# Farm for sale in MO again...plans fell through last year



## Traci Ann (Jun 27, 2005)

My husband has accepted a job out of state and he leaves next week. I am left with the house to pack, chickens to can and 7 children to raise until we sell. 

House is fixer upper, almost completely rewired with 220 breaker. New wire from pole. All plumbing either replaced with PEX or CPVC/PVC or didn't need replaced as it was less than 10 years old.. New water heater, used for 1 month so far. In this county you can use a outhouse if you desire.

We have never put chemicals on the garden spaces. They have done GREAT the last 2 years and will this year if I can get out and weed.

1o acres with paved road on 2 sides, but neither a major highway. Drive is 1/10 of an acre. House sits about in the middle.

We have 1 room upstairs completed, minus about 4 pieces of trim. There are 2 more bedrooms up here as well as a full bath.

Downstairs is in process, but very livable. 1 bedroom, 1 bedroom or sewing/laundry room is what we were going to do, Kit, LV/DR and bathroom.

Taxes are just over $600 for the year. There are no restrictions or permits needed in this county - Dade. 

There are/should be 4 to 5 bedrooms when completed. Good sized farm kitchen (15x18 I think.) LR/DR are one and the same. 

House heats with wood. But there is a gas line that runs to house. It needs the meter put back in. We just never used it.

The neighbors don't bother us and it is very quiet in our hollow. 3/4 year creek, but we have never seen it dry. Large mud hole/puddle that the water flows through.

Raspberries are wild, 4 blueberries are planted and 1 errant grape vine survived winter and my neglect. Property has barb wire around 90%, but needs tightened.

2 barns, sturdy but needs some repair, chicken shed, rock garage, and another shed or sorts.

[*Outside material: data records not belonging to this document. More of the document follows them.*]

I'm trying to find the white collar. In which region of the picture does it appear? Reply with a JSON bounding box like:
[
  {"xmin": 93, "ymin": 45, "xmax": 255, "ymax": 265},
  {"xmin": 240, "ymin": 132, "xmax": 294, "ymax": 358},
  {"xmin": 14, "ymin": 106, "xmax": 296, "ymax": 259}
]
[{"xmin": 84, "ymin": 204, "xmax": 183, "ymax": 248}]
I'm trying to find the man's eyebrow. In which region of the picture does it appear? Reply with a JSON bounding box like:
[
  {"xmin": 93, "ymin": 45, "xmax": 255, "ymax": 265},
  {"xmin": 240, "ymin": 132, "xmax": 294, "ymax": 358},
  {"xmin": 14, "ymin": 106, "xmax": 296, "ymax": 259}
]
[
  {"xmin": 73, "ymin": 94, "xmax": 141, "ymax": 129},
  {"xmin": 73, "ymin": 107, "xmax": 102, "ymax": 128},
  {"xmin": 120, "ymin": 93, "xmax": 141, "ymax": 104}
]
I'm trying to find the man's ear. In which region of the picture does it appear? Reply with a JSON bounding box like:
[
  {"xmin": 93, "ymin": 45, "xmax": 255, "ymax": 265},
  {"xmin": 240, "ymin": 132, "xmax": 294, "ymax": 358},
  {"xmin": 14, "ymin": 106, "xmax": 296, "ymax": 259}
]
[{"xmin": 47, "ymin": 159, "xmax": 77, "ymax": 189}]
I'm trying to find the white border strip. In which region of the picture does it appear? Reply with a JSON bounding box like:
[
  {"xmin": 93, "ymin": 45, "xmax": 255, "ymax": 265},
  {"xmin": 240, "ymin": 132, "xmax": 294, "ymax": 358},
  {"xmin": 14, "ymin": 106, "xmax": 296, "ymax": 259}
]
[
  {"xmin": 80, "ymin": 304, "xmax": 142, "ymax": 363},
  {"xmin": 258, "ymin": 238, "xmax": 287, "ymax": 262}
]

Dh has some pictures, I will see If I can find them for anyone who wants to see. We have been cleaning it up since we bought it 2 years ago. It is better and a pretty place, but needs some work. County appraised it at $6?,000 (I think it was $64, but not positive.) Could be hayed, the grass is beautiful!

You can email me @ with7kids @ gmail.com I will answer any questions I can.

We are asking $58,000. I have lowered it $2000, because I will stay here until it sells, but would rather move with my husband. 

Here is the KC craigslist ad...from a week ago... http://kansascity.craigslist.org/reo/1795286150.html


----------



## Traci Ann (Jun 27, 2005)

I will consider OBO!


----------



## JWK (Apr 8, 2006)

What is there for internet?


----------



## Traci Ann (Jun 27, 2005)

We have alltel, but that is also Verizon and we get faster speed than the college we go to! Are you looking dial up, air card or satellite?


----------



## Quiver0f10 (Jun 17, 2003)

I emailed the link to a friend of mine who lives near Springfield.


----------



## Traci Ann (Jun 27, 2005)

Thank you Quiver!


----------



## JWK (Apr 8, 2006)

Traci Ann said:


> We have alltel, but that is also Verizon and we get faster speed than the college we go to! Are you looking dial up, air card or satellite?



I'm just wondering what is available. So I guess it's just dial up? I have no idea what that would be like anymore.

We are seriously interested in that area. I will PM you if I have more questions.

John


----------



## Traci Ann (Jun 27, 2005)

John -

We have an aircard for our wireless internet. We get REALLY REALLY good signal. If you have any questions, please feel free to PM me. We often have anywhere from 1 to 4 computers going at any time and the speed is just zip, zip, zip. There is a tower on the opposite of the hill we live on, maybe a mile and a half or two. My husband could give you a better idea of our usage and speed. There is also a company just up the road that does internet/wireless as well.


----------



## Traci Ann (Jun 27, 2005)

I will say Joplin and Springfield are both an hour away, Carthage is 30 minutes. Stockton lake is 20 minutes. No one bothers us.

The son got home today and I will have him take more pictures.


----------



## Freya (Dec 3, 2005)

Any photos?


----------



## Traci Ann (Jun 27, 2005)

My camera keeps dying, but I will try and find some batteries today. I know dh had some on a link through that KC craigslist ad. Not many, but a few.

I had someone ask if we would be able to finance this place. I am sorry, but we are unable to as we do not own it outright.


----------



## Traci Ann (Jun 27, 2005)

I wanted to add that we are 20 minutes from Stockton Lake for those looking for properties located close to fishing.


----------



## Traci Ann (Jun 27, 2005)

We also lowered the price again to $54,900 OBO...


----------



## Madame (Jan 1, 2003)

Geez, I wish I were retired - I'd move there in a minute!


----------



## Traci Ann (Jun 27, 2005)

Thanks Madame! We have enjoyed the quiet slow life here, but jobs doing what my husband does are few down here.


----------



## Traci Ann (Jun 27, 2005)

Just bumping...OBO is VERY considered!


----------



## Traci Ann (Jun 27, 2005)

I posted in the other thread as well. Dh and I lowered the price to $52,000 today. Hopefully someone interested in an Ozarks homestead will snatch up this place.


----------



## springvalley (Jun 23, 2009)

I have no map tonight, what part of the state is it? I`m drawing a blank. >Thanks Marc


----------



## Traci Ann (Jun 27, 2005)

Double post...weird.


----------



## Traci Ann (Jun 27, 2005)

We are 1 hour from either Joplin (NE) or Springfield (NW). 25 minutes +/- from the SW edge of Stockton Lake.


----------